4.新聞印刷会社

突然ですが、皆さんは毎日新聞を読んでいますか。毎朝必ず新聞に目を通すという人は現在も多いでしょう。ですがもしかしたら、長らく新聞とはご無沙汰しているという人も少なくないかもしれません。ちなみにインターネットの普及もあってか、現在新聞の発行部数は全般的に減少傾向にあると言われています。ところで毎朝各家庭に届けられる新聞、駅の売店等で売られている新聞、これらの新聞も当然印刷会社によって印刷されて出来上がっています。
ところで同じ印刷業に属していながら、新聞印刷は長い間、一般商業印刷やその他の印刷とは異なる分類をされていました。新聞印刷会社は文字通り新聞を主体に印刷や制作を行う会社です。印刷設備はオフセット輪転機が中心で、印刷、制作から配送まで受け持っています。全国紙、地方紙、スポーツ紙、専門紙、広報紙、機関紙等扱う媒体は幅広く、また部数も数百万部から数千部まで様々です。全国大手紙等は独自で印刷工場を持っているケースが多いですが、それ以外にも出版社系や独立系の新聞印刷会社があります。
新聞印刷会社が一般の印刷会社と異なるカテゴリーとされてきた理由の一つは、新聞印刷会社はほぼ新聞社と一体となった制作が中心で、流動性が少ない経営が続いていたことです。それともう一つは、新聞独特の編集、制作、印刷システムが発達したことで、一般印刷との接点が少なかったことです。
90年代半ばごろまでほとんどの新聞の発行部数は右肩上がりに成長してきていました。ところが単身世帯の増加や若者の活字離れ、そしてインターネット等の新しいメディアの普及といった要素が重なり、新聞業界全体の新聞発行部数の頭打ち、もしくは減少傾向がはっきりしてきました。新聞印刷会社も、新聞業界全体の発行部数が増加している間は安定した経営を続けていましたが、新聞の発行部数の落ち込みと共に、安泰ではいられなくなってきました。
また新聞製作技術についても、CTSと呼ばれる専用組版システムに代わる形でDTPが使われるようになったことや、紙面のカラー化や記事原稿のネットワーク入稿への対応、コンテンツのデータベース管理の必要などから、デジタル化が急速に進みました。こうして印刷技術のオープン化が始まりました。つまり長らく続いた新聞印刷独自の専用システムと一般印刷との垣根が低くなってきたのです。独自の制作工程と経営システムによって守られてきた新聞印刷業界は、確実に激動期に入っています。

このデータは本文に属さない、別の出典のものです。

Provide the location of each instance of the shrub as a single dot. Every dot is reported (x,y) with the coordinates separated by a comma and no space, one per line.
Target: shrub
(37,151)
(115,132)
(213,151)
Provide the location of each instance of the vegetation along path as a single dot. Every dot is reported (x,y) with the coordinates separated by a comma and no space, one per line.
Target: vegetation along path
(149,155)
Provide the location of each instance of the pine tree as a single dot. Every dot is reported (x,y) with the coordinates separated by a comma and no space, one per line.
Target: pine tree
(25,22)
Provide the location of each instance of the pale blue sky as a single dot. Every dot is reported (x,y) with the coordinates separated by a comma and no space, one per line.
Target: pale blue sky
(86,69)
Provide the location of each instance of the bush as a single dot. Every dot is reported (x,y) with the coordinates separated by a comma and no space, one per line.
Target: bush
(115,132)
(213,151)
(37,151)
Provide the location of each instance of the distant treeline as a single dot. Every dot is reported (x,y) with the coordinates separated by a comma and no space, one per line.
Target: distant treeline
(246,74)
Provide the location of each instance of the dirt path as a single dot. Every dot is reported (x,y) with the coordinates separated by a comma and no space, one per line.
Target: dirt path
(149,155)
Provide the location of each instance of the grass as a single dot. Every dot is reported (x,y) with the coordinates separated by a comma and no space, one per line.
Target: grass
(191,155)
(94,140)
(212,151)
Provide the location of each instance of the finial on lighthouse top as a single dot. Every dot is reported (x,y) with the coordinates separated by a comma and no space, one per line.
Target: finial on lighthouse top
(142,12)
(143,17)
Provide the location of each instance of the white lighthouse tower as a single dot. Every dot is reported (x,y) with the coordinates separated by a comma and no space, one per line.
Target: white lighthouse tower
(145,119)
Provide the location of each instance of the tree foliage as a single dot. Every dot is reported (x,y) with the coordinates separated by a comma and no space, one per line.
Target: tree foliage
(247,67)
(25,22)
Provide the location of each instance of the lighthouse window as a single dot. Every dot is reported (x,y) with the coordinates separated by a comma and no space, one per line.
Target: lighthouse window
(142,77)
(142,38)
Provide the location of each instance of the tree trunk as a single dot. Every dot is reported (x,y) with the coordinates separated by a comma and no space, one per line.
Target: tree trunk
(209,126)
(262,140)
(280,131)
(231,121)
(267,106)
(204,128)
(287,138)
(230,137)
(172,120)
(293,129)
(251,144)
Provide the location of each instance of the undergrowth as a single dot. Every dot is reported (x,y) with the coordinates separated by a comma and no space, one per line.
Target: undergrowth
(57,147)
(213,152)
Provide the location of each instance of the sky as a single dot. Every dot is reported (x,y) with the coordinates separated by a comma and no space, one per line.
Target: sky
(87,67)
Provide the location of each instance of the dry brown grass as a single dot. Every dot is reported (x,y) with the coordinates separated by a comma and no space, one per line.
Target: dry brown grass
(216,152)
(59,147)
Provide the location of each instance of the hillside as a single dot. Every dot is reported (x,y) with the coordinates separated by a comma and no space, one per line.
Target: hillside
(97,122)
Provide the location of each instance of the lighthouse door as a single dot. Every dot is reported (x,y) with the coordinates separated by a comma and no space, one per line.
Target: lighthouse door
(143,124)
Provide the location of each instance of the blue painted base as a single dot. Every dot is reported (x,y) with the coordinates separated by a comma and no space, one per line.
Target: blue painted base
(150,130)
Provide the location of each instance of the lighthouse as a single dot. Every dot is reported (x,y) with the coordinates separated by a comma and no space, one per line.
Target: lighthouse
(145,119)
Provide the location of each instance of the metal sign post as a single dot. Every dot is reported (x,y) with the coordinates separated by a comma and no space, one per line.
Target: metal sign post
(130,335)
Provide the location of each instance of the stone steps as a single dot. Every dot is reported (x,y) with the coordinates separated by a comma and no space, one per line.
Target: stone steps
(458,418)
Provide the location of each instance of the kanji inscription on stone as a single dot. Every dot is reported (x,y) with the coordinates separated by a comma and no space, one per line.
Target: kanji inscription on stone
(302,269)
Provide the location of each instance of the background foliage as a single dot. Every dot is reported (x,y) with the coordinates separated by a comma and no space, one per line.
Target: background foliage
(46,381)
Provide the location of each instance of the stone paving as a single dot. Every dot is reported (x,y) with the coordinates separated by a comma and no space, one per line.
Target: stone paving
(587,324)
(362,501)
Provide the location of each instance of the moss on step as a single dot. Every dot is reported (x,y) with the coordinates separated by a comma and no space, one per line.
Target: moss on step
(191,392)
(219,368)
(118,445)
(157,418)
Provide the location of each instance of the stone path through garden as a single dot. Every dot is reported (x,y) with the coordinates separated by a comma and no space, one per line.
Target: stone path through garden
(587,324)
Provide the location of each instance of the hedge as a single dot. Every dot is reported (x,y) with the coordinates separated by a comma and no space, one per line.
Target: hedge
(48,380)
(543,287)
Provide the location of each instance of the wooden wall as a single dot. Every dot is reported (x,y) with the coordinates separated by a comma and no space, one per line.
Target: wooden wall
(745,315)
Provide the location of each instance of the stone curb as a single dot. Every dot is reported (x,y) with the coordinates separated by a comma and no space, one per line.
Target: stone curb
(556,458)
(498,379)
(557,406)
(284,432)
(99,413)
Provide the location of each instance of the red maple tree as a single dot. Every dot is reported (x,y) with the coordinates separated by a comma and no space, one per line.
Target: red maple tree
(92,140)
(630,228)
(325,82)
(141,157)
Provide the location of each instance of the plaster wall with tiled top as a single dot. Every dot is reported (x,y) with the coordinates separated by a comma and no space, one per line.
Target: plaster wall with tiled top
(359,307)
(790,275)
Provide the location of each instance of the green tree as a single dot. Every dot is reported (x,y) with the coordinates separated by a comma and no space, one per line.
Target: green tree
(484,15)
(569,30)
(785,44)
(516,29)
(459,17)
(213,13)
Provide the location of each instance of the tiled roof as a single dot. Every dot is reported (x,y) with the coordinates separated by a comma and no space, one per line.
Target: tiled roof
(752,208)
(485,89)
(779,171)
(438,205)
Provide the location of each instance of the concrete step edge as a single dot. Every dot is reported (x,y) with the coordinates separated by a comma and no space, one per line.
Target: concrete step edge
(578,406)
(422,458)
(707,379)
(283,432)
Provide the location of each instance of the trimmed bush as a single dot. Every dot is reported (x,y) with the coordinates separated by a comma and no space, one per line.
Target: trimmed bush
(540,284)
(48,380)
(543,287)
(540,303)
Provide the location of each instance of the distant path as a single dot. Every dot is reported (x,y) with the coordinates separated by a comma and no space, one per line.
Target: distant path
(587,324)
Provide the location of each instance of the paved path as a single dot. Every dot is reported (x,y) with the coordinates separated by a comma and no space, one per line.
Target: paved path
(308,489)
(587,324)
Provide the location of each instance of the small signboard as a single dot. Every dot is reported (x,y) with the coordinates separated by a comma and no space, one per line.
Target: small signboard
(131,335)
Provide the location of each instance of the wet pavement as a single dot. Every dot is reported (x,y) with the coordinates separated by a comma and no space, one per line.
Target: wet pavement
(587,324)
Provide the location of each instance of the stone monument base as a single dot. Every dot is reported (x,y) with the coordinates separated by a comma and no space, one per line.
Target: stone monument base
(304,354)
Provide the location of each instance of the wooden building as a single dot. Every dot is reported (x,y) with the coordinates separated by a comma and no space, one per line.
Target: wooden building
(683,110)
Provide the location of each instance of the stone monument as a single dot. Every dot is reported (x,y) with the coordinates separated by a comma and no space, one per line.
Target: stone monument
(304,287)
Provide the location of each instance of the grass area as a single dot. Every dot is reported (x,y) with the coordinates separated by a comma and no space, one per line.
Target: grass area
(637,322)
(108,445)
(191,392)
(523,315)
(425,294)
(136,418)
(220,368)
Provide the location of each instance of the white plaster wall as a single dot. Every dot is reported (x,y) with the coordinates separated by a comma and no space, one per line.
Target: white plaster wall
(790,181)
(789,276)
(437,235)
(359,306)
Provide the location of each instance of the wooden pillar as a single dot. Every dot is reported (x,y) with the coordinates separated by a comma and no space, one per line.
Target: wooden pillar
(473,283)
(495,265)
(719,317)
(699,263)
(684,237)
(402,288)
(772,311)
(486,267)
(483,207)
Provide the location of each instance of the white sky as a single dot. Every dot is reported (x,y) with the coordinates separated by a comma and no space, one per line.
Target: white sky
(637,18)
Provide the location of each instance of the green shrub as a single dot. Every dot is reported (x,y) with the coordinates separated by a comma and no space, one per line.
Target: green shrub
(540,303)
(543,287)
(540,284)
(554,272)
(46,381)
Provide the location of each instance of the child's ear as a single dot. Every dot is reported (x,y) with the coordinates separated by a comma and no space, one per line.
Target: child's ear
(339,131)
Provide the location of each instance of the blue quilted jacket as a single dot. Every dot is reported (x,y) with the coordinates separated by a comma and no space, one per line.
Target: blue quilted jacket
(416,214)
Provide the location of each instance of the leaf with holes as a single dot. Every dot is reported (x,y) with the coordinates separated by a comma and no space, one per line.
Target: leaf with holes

新聞業界全体の新聞発行部数の落ち込みは、新聞印刷会社の経営環境も厳しいものに変えました。新聞印刷会社間の受注競争が激しさを増すと共に、同時に各社は新規需要開拓の必要性にも気づきました。新聞印刷会社は従来の新聞印刷一辺倒の経営スタイルを脱し、チラシやカタログ、書籍等の制作や、各種情報処理サービス等、顧客に対する企画対案型ビジネスへと移行しつつあります。新聞社自身が折り込みチラシを新聞本紙面に取り込む動きも出てきており、印刷会社との摩擦、競争が生じています。印刷技術のデジタル化、オープン化といった流れが、新聞印刷業界をも直撃しているのです。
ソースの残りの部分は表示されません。